Walaupun sudah mengetahui dan mempelajari secara mendalam mengenai hal ini, bukanlah suatu jaminan kamubisa mengkondisikan diri kamusebagaimana seharusnya, yaitu sebagai hologram, karena sedari kecil, kita semua telah terbiasa, telah terkondisikan bahwa kita dan semua alam semesta ini adalah nyata. Butuh perjuangan pemahaman batin yang teRamat sangat keras untuk bisa membuat otak kita betul-betul pada akhirnya menganggap bahwa kita dan alam semesta ini adalah hologram.
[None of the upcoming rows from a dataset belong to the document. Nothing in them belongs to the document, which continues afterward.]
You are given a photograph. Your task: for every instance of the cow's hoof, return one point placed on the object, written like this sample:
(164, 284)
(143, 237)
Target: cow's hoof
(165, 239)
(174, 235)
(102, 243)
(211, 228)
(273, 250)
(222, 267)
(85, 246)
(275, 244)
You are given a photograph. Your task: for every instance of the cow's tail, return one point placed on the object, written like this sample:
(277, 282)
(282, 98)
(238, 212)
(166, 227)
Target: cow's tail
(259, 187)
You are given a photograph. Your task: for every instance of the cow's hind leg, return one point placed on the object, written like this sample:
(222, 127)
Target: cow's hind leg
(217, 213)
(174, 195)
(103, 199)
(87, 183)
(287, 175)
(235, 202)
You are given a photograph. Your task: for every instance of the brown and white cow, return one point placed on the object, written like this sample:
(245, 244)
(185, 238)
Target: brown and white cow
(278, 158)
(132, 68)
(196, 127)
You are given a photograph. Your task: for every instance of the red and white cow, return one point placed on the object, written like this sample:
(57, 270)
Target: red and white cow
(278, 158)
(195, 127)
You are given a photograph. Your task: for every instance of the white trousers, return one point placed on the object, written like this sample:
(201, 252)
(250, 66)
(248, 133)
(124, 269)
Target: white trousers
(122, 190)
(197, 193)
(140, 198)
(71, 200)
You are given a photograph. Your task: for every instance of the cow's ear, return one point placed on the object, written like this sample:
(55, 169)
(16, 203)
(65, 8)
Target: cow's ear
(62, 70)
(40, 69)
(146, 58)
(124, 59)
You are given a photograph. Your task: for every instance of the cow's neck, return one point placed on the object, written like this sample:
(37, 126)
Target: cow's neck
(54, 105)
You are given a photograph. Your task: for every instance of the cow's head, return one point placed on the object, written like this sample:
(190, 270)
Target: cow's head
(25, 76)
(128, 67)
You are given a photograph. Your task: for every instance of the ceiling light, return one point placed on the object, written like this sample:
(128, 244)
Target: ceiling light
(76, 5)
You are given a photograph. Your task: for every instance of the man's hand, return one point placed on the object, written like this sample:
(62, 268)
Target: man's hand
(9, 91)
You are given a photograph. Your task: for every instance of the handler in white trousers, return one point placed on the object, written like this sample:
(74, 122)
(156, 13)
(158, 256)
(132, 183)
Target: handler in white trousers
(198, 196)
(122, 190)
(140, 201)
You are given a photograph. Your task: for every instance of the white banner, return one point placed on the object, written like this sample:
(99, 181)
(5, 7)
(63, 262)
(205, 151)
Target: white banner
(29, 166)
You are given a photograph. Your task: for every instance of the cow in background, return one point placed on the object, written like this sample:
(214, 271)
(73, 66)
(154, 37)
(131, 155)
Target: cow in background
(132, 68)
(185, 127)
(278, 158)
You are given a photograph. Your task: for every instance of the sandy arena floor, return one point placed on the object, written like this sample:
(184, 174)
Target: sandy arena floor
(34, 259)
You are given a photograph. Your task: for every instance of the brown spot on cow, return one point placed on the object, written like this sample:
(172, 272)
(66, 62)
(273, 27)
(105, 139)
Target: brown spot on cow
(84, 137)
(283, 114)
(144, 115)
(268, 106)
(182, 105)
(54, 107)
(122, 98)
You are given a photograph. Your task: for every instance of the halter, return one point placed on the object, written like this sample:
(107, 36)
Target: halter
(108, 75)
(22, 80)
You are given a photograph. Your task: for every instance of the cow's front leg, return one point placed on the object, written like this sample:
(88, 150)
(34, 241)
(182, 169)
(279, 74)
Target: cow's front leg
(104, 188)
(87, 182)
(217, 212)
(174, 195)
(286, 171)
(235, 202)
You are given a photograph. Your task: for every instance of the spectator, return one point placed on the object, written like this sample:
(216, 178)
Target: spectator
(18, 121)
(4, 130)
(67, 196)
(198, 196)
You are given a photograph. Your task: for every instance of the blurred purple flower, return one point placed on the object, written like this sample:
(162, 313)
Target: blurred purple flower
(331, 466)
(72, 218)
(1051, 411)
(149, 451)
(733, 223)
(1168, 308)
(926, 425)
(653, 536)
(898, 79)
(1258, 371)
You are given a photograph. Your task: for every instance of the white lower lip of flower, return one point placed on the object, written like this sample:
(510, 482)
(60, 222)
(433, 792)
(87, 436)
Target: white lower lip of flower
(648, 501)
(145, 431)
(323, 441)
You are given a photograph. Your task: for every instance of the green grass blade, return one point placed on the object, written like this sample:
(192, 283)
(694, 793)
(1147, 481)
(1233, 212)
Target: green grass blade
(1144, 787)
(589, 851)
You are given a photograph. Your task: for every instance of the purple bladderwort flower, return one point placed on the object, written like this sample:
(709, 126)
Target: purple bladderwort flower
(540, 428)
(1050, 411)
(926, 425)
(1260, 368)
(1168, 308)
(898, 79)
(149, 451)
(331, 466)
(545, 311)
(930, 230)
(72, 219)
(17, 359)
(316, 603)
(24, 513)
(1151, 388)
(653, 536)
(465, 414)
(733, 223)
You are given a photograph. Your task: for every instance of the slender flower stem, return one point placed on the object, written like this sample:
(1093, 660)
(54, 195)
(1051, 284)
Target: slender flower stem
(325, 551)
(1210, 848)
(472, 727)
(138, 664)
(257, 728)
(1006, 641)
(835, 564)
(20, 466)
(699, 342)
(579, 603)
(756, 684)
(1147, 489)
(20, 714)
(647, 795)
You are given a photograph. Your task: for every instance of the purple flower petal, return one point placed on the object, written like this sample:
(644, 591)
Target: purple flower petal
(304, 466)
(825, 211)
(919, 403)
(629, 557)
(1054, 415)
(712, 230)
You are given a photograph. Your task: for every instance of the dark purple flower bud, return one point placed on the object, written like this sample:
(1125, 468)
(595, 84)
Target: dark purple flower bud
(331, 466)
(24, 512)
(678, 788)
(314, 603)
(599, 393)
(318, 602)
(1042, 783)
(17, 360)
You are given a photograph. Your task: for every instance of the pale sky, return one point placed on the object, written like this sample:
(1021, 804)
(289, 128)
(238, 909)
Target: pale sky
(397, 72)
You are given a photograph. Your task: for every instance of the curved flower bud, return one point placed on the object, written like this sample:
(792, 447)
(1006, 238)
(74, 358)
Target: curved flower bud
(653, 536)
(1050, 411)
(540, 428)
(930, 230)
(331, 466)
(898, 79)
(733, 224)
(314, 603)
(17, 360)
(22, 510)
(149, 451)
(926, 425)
Dan pada kenyataannya, karena begitu rumitnya pemahaman mengenai hal ini, maka dari seluruh dunia, mulai dari jaman dahulu sampai jaman sekarang hanya segelintir orang yang bisa melakukannya. Tapi bila itu berhasil dilakukan, maka segala kenyataan hidup disekeliling kita, akan dapat kita perlakukan sebagaimana kita memperlakukan kenyataan di dalam mimpi, yaitu, apapun yang kita inginkan untuk bisa kita lakukan, akan langsung bisa kita lakukan, apapun itu, terbang, membagi diri menjadi dua atau lebih, berpindah tempat dalam sekejap, melintasi ruang dan waktu dengan kekuatan pikiran, dan lain sebagainya. Tapi selama kita belum bisa sepenuhnya membuat diri kita, otak kita terbiasa dengan kenyataan bahwa semua realitas hidup ini hanyalah hologram, hanyalah ilusi, maka selamanya hal itu tidak akan terjadi.